When I was able to think of happier times, like laying on the couch with him sprawled at my feet or sleeping on my legs, or just sitting outside with him, scratching his belly. Even those bright moments weren't enough. Because I immediately began to ache to hug him and hear him snort and bark.


One thing I realized is that my homecoming isn't the same as it was last year. When I came home and the boys were outside, I could always count on Duke for a signature Duke howl, yawn, and tail wagging. Rocky and Charlie both have their own way of greeting me when I pull up in the driveway or walk up the stairs, but it just isn't the same as Duke. It doesn't mean the same thing. And I miss that terribly. Fiercely.

I was mad at myself and my memories last night. For a split second, I wanted to forget them all, good and bad. I quickly banished that thought, because I would never ever trade the time that I had with Duke just so I wouldn't be sad anymore. I just want to know why for some reason, I wasn't able to think of happy Duke times without crying. I've been able to do that for the most part, not be sad I mean, about the happy times.

I know that grief comes in waves, most often unexpectedly. This morning, walking back from class in the rain, I realized that there is a point that I am trying to reach. I think it's the middle ground between the good and the bad memories. It's finding a balance between the times to cry and the times to smile and laugh, maybe even both at the same time.

One of my favorite songs, "Rain" by Jon Heintz, has a more than beautiful way of summing up loss, grieving, and life in the same breath. To me at least. This verse in particular, I think, speaks volumes.

Well, we're given these moments
We're given this time
And we do what we must just, just to get by
Just to stay high and dry
And as sure as these blue skies, well they're gonna turn grey
You've given your angels all of your days
Oh but you can't stay
Duke gave us all of his days. I know that no one gets to stay, but it sure would be nice. Life would be easier. That's not the point of living though, is it? If life was easy, I don't know how much I would learn.

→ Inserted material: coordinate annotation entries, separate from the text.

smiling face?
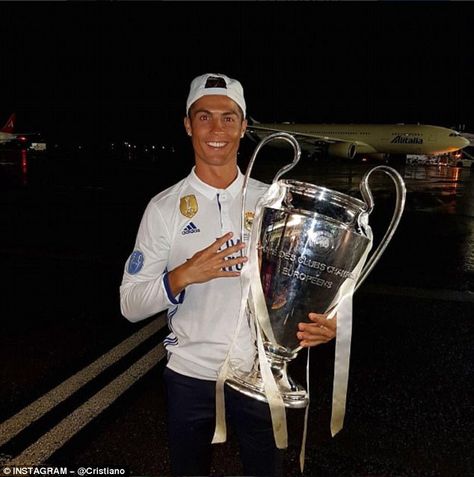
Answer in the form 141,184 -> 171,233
184,95 -> 247,176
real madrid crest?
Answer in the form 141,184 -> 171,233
244,212 -> 255,231
179,194 -> 199,219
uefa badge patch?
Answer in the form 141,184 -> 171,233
127,250 -> 145,275
244,212 -> 255,232
179,194 -> 198,219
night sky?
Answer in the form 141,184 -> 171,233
0,2 -> 474,142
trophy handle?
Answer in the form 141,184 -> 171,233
354,166 -> 406,291
240,132 -> 301,239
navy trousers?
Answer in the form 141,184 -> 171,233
163,368 -> 283,476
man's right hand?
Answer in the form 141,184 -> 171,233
168,232 -> 247,296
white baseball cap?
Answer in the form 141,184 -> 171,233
186,73 -> 246,118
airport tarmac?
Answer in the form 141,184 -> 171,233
0,146 -> 474,476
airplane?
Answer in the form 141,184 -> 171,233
247,118 -> 470,159
0,113 -> 38,143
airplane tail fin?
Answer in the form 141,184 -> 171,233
0,113 -> 16,133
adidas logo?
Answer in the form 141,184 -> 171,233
181,222 -> 201,235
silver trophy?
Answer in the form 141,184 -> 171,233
226,133 -> 405,408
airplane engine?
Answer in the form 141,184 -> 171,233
328,142 -> 357,159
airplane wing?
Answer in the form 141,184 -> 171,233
246,124 -> 370,159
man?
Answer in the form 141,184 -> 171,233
120,73 -> 336,475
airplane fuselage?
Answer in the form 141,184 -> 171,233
249,123 -> 468,154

For now though, I'm happy knowing Duke is safe and with God. I both can and can't wait for the time when I get to be greeted by him when I arrive home.

3 comments:

s-p said...

I often miss my old dogs like this. But I keep getting new ones that I know I'll miss in special ways too. Love trumps loss in the end I guess.

Mary said...

Your post brought tears to my eyes. My first dog as an adult was a "Duke", but he was a pit bull. Sweetest dog on the face of the earth.

Sr. Ann Marie said...

Hang on to your memories, Ashley. I think they are God's gift to us--and maybe in ways that we can't understand, the tears are God's gift also!